By Kathy Martucci, PMP

Capacity Planning?  There’s an app for that. Actually, there are several apps for that.

But wait. Does a piece of software, regardless of how sophisticated it is, ever successfully define and drive a critical business function? The answer should be a resounding “NO!”

Let’s look at Capacity Planning from a process perspective.

Capacity Planning, probably most familiar to ITIL® enthusiasts, can and should be used by the Project Portfolio Management Committee. Using the principles of Capacity Planning in an iterative and continuous process, the Committee can effectively forecast needs, allocate resources across the project portfolio body of work, and use performance metrics and work performance information to feed back into the forecasting effort.

Capacity Planning is primarily concerned with long-term projections and decisions about the organization’s resource demand and supply. While project managers are busy estimating resource requirements in the shorter term and for their project alone, it is imperative that senior management set overall utilization targets, project performance metrics, and a robust process to forecast future needs and maximize resource allocation.

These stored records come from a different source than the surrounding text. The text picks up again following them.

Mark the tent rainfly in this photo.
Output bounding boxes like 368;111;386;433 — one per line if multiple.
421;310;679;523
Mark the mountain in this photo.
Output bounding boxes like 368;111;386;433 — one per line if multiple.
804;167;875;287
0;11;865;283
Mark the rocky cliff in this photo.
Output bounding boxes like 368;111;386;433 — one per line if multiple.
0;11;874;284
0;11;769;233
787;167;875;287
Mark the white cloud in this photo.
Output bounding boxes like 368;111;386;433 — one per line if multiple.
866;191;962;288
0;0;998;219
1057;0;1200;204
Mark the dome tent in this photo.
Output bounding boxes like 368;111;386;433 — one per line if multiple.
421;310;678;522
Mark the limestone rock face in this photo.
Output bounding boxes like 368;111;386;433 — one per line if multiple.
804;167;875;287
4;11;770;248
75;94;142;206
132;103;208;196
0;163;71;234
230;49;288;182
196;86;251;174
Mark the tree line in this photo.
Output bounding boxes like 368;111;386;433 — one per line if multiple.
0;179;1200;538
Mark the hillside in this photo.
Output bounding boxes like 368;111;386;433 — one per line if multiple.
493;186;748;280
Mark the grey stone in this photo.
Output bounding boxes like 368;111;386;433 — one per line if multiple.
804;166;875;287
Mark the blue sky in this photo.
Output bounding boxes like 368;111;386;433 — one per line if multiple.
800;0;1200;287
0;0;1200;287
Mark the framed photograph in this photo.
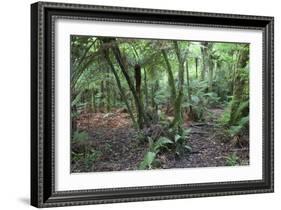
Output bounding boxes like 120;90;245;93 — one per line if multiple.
31;2;274;207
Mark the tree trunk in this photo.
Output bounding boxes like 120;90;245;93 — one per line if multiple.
105;80;111;112
185;59;191;102
195;58;198;79
112;44;147;129
170;41;184;127
101;49;137;125
143;68;149;109
201;42;209;80
162;50;177;104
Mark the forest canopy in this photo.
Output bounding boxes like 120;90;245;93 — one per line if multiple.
70;35;249;172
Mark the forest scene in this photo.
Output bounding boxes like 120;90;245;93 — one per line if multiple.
70;35;250;173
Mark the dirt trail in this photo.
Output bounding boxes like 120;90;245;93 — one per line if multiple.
72;109;249;172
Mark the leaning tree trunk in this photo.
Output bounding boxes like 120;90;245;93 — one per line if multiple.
101;51;137;125
170;41;184;127
112;44;147;129
201;42;209;80
195;58;198;79
162;50;177;104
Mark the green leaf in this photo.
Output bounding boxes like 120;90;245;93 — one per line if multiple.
184;145;192;152
139;152;156;169
153;137;174;153
175;134;182;143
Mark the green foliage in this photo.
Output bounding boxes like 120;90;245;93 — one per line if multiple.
225;153;239;166
139;136;173;169
72;131;89;142
229;116;249;137
84;149;102;169
72;149;102;170
171;127;192;156
139;152;156;170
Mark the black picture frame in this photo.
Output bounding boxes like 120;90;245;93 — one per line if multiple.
31;2;274;207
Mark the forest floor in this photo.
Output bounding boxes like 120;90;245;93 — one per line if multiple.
71;108;249;173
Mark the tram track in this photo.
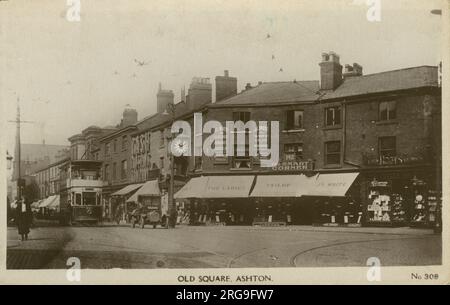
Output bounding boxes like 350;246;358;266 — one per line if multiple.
289;237;432;267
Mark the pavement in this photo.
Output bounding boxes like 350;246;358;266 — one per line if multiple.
7;223;442;269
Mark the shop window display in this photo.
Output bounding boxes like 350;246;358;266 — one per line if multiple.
410;179;428;226
315;197;363;226
427;190;442;225
367;179;407;225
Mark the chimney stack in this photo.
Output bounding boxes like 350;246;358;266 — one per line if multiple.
215;70;237;102
120;104;137;127
319;52;342;90
343;63;362;78
186;77;212;110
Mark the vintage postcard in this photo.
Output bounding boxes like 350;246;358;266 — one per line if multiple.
0;0;450;284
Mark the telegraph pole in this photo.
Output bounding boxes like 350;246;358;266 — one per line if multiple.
9;97;34;200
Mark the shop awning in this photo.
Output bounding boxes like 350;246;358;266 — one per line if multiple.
47;195;59;209
307;173;358;197
111;183;144;196
199;176;255;198
127;180;161;202
39;195;56;208
174;176;208;199
250;175;315;197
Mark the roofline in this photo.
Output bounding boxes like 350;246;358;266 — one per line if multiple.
34;157;70;174
351;65;439;78
318;85;441;103
99;124;137;142
208;96;319;109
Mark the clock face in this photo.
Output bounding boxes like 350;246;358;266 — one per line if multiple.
172;139;189;156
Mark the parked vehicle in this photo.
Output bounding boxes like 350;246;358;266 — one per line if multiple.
130;196;168;229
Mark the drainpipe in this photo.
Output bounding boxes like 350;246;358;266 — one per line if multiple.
341;100;347;164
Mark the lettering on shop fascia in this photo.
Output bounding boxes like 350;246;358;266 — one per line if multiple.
364;156;425;166
272;161;314;171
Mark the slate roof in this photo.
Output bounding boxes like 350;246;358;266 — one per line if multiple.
211;81;319;107
322;66;438;99
211;66;438;107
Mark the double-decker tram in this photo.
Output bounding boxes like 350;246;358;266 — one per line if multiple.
60;160;103;224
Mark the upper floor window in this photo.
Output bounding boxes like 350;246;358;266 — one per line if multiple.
159;129;164;147
122;136;128;150
286;110;303;129
379;101;397;121
120;160;128;179
325;106;341;126
378;137;397;158
113;162;117;180
233;111;250;123
104;164;110;181
284;143;303;161
325;141;341;165
194;156;203;170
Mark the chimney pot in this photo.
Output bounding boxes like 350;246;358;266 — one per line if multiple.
215;70;237;102
319;51;342;90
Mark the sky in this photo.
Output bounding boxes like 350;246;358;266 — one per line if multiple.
0;0;442;152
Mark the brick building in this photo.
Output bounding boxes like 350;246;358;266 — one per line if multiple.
174;52;441;225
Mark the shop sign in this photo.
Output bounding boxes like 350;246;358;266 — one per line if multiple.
364;156;425;166
272;161;314;171
370;179;389;187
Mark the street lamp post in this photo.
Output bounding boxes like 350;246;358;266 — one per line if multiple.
6;151;13;170
163;103;176;228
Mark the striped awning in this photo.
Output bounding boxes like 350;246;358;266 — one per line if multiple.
250;175;316;197
174;176;208;199
127;180;161;202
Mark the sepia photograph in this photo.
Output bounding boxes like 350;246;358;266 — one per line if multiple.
0;0;450;284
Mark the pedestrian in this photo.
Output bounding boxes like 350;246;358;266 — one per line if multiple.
16;198;31;241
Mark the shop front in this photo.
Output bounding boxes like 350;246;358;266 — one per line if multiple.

If this sounds like a tall order, it most certainly is that and more. Like the good project managers we are, let’s break down the Capacity Planning process into three main components for better understanding:

  1. Business Capacity: Business capacity management is about the demand that comes from the business and ensuring that the supply is in place when the business needs it. The main objective of business capacity management is the forecast of the skill sets, numbers and timing of resources to fulfill future business requirements.
  2. Resource Capacity: While resource capacity can mean allocation of both human capital and the technology infrastructure, our focus is on the human capital available for project work. If the organization can get the right number of resources with the right skills in the right place at the right time, costs can be lowered and performance can be enhanced.
  3. Service Capacity and Performance Management: In order to understand if the resources are appropriate and performing to agreed standards, Service Capacity Management is essential. Data collected will be analyzed and the resulting information will cycle back through the process of overall Capacity Management to verify that Business Capacity forecasts are valid and meaningful. While Performance Management traditionally concentrates on allocating existing resources to meet objectives, Capacity Planning is a means of predicting resources needed to meet future objectives.

A much more thorough understanding of this work is, of course, a prerequisite for a successful implementation of a comprehensive Capacity Planning process. In addition, the organization needs the resources (processes, people, data) to perform the work. As always, a critical success factor in any new initiative is senior management buy-in and ongoing support. Like most organizational initiatives, Capacity Planning can be so pervasive that lack of management support will result in limited value to the organization, or dismal failure.

How would you start the conversation about Capacity Management in your organization?